Jambo gnawed at a bone.

‘We have already done that,’ he said.

‘Eat, eat!’ said Sara.

‘I’ve made a vow not to eat anything until the Devil has run away from Tullu Wallel.’

With that I got up and walked off into the darkness. I had an appointment with a tin of corned beef.

When the watery stew had been eaten, I asked Jambo to take a look at the photograph of the mine entrance in Bartleet’s book. He held the red binding up to his nose, and his family clustered around.

‘It’s the entrance to a shaft,’ I said. ‘Can you see the stone doorway?’

‘The shaft,’ said Jambo, ‘that is the place where the Devil lives. You must not go there.’

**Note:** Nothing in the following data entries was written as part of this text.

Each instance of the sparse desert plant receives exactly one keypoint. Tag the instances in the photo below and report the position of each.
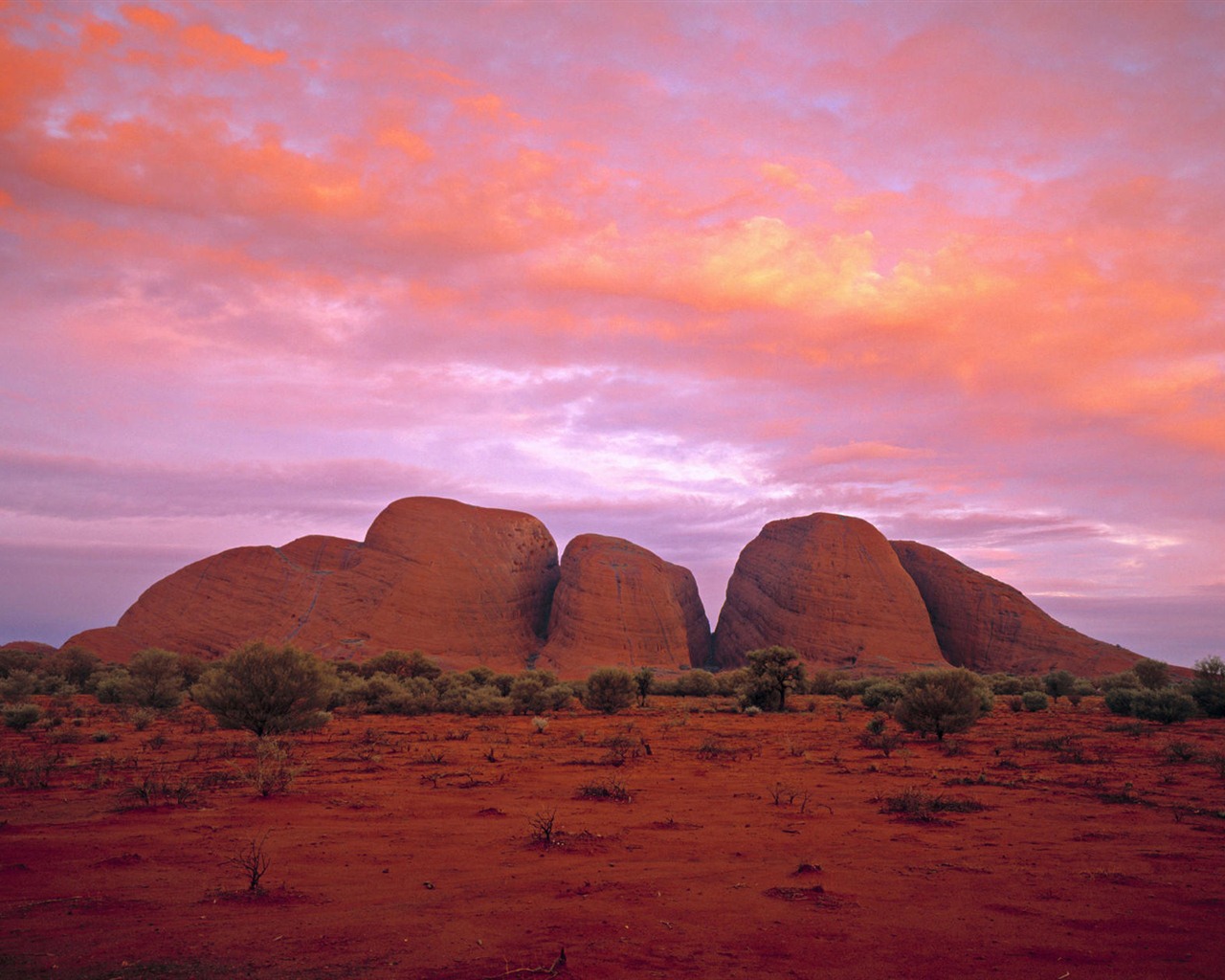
(1119, 700)
(154, 679)
(609, 690)
(696, 682)
(643, 680)
(254, 861)
(925, 808)
(267, 690)
(536, 691)
(942, 702)
(274, 769)
(882, 695)
(542, 827)
(772, 674)
(23, 770)
(18, 685)
(604, 791)
(621, 748)
(20, 717)
(1208, 687)
(1058, 683)
(402, 664)
(1151, 674)
(1179, 751)
(1165, 705)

‘But I told you, we’re missionaries. It’s our job to get rid of the Devil so that you can live in peace.’

The farmer threw a chicken bone to one of his dogs.

‘The Devil will bite off your heads,’ he said.

‘We know there is danger,’ I replied. ‘But God will protect us.’

Jambo stood up and walked over to one of the huts. A few minutes later he returned and sat down beside me. There was something cupped in his hands. It was made from leather and was the size and shape of a film canister.

‘Tie this amulet around your neck,’ he said. ‘Inside there is a spell written on paper. It is written in Ge’ez, and it will give you extra protection.’

Jambo wiped his face with his hand. Then he stared into the fire, as if he was looking into the future.

‘Remember one thing,’ he added, ‘the Devil is very clever. Missionaries have been to Tullu Wallel before. Like you they said they were very strong but . . .’

‘But what?’

‘But they never came down from the mountain.’